With Oracle Database 10g, many previously difficult-to-attain response-time metrics are now at your fingertips.

Historically, in trying to achieve maximum database performance, Oracle DBAs and performance analysts have fought an uphill battle to obtain solid response time metrics for system as well as user session activity. The problem facing DBAs has always had two facets: first, determining exactly "where" the database or user sessions have been spending their time; and second, determining the objective nature of the user experience.

Given all the possible activities and interactions within the database, these tasks are far from trivial. The Oracle Wait Interface, which was introduced many versions ago, has been a great jump-start for admins who know how to use it, but even it has lacked the ideal ability to tell a DBA how well the system or user sessions have efficiently processed transactions or queries. Enabling and poring over trace files can garner this level of detail, but for most overworked DBAs who have to manage large database farms, this exercise is a luxury.
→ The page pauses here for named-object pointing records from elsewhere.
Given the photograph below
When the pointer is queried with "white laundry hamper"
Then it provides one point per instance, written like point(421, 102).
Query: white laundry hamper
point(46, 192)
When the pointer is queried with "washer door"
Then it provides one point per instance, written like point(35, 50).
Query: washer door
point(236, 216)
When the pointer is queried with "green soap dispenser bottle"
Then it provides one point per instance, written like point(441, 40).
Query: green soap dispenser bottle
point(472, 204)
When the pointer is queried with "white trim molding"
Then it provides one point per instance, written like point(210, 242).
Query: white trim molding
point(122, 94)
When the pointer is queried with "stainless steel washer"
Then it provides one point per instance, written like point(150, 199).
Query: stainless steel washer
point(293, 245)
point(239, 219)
Fortunately, those Oracle DBAs who have upgraded to Oracle Database 10g will find major response-time enhancements that allow a much better picture to be presented about system and session-level response-time metrics. Most significantly, the Oracle Automatic Database Diagnostic Monitor (ADDM) provides insights into response times and much more by automatically analyzing collected statistics, identifying problem areas, and even providing recommendations through the Oracle Enterprise Manager Grid Control GUI.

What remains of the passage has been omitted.